On the Construction of Schauder Bases in Hilbert Spaces via Unitary Representations

Abstract

This article develops a unified framework for constructing Schauder bases in Hilbert spaces from unitary representations of locally compact groups, with emphasis on the affine action (the ax+b group) and its wavelet realization. We begin with the contrast between Hamel bases (algebraic existence) and Schauder bases (topological reconstruction), and show how topology—via continuity of coordinate functionals and convergence in norm—guides the validity of expansions useful in functional analysis. At an abstract level, we review Haar measure, regular representations, and the notion of a cyclic vector, and we state Schauder-type criteria for systems generated by orbits \(\{\pi(g)f\}_{g\in G}\). For the affine group, we recall the continuous wavelet transform, admissibility, and the reproduction formula; we then discretize on a dyadic lattice to obtain orthonormal (hence Schauder) systems in \(L^2(\mathbb{R})\) via multiresolution and quadrature mirror filter (QMF) conditions. The Haar wavelet appears as a prototypical case: its discrete orbit under dilations and translations generates a complete orthonormal basis. On the computational side, we implement simulations comparing Haar approximations with Fourier series on \([-3,3]\).
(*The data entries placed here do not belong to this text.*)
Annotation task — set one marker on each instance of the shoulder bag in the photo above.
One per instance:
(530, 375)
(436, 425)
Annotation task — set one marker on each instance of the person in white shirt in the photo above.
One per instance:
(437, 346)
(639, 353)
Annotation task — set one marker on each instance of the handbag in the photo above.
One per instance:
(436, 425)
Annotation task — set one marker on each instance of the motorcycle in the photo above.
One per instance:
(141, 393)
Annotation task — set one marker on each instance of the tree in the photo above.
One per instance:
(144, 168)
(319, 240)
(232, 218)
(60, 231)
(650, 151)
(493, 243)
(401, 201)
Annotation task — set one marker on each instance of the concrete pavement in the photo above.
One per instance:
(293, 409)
We consider three representative functions: \(t^2\) (nonperiodic), rectangular wave with \(T=1\), and triangular wave with \(T=1\). We show that, for periodic functions, the Fourier series must be computed with the natural period (an indispensable correction), and that Haar offers localization advantages and robustness near discontinuities (mitigating Gibbs phenomena). For nonperiodic functions, the implicit periodization in Fourier introduces global artifacts that Haar partially avoids. We conclude by pointing to two directions for extension: (i) more regular wavelets (Daubechies, Riesz bases) and extensions to Banach spaces via coorbit theory and its discretization; and (ii) more general group actions (e.g., anisotropic semidirect products) tailored to specific geometries. The results strengthen the bridge between algebraic generation by group actions and stable reconstruction in functional analysis.